Gary J. Bass, The Blood Telegram: Nixon, Kissinger, and a Forgotten Genocide: Ok, turns out Blood was the last name of a US diplomat who sent out a warning that got him sidelined. Anyway, Pakistan carried out a massive slaughter, disproportionately targeting Hindus but also Bangladeshi Muslims, in order to prevent Bangladeshi independence; obviously it only delayed that. Nixon and Kissinger dismissed this in the crudest possible terms because they saw Pakistan’s dictator as the simplest conduit to China, and they considered China the only foreign policy goal that mattered. Dismissing Indira Gandhi as a bitch and Indians as congenitally wily, they maintained that the US had no stake in foreign nations’ internal affairs, which would have come as a surprise to many, many other nations.

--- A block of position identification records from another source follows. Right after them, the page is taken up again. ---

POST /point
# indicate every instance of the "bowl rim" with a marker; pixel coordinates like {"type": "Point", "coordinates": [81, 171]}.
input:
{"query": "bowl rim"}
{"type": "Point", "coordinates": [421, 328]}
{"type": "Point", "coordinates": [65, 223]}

They also ignored that the US was supplying the very weapons that Pakistan was using to slaughter its people (and threaten India), causing hundreds of thousands of Bangladeshis to pour across the border into some of India’s poorest and most fragile states. India did its best for them out of both humanitarian and political motives, but already couldn’t do much even for its own citizens; death was constant.

India ultimately armed and trained the Bangladeshi rebels, which Bass presents as something of a political necessity given the refugee crisis, although subsequent Indian attempts to weaken Pakistan like assisting Tamil insurgents may have less justification and also the political bitterness still runs deep in Pakistan despite the genocidal decisions that more or less forced India’s hand. (Pakistan formally started the 1971 war against India, but Nixon and Kissinger still blamed India because they were the shittiest people you can imagine—seriously, as bad as you think they were as people, they were worse; realpolitik in their hands seemingly was “I want to do what I want and you aren’t allowed to criticize me”—and they constantly talked about India “raping” Pakistan, which is even worse given all the sexual violence that did occur, on all sides.) Another worrisome echo is the point that “internal” politics are not internal when they send enough refugees fleeing—something I suspect we will continue to see on an ever larger scale in this century.


Carl Elliott, The Occasional Human Sacrifice: Medical Experimentation and the Price of Saying No: A book about the experience of being a medical whistleblower, which is often incredibly painful and rarely ends with vindication, even partial. Elliott argues that whistleblowers are generally people who find out that there are some things they can’t accept because it harms their self-concept as honorable. They couldn’t respect themselves, or respect people who ignore the truth.


Cynthia A. Kierner, The Tory’s Wife: A Woman and Her Family in Revolutionary America:In North Carolina, a woman supported the American rebels while her husband was a loyalist who had to/chose to abandon their family. This is an attempt to read between the lines of the historical records, because she left very few records behind, only three official petitions to the legislature that were crafted to make claims to their sympathies. I get the aspiration but didn’t feel like there was a lot there.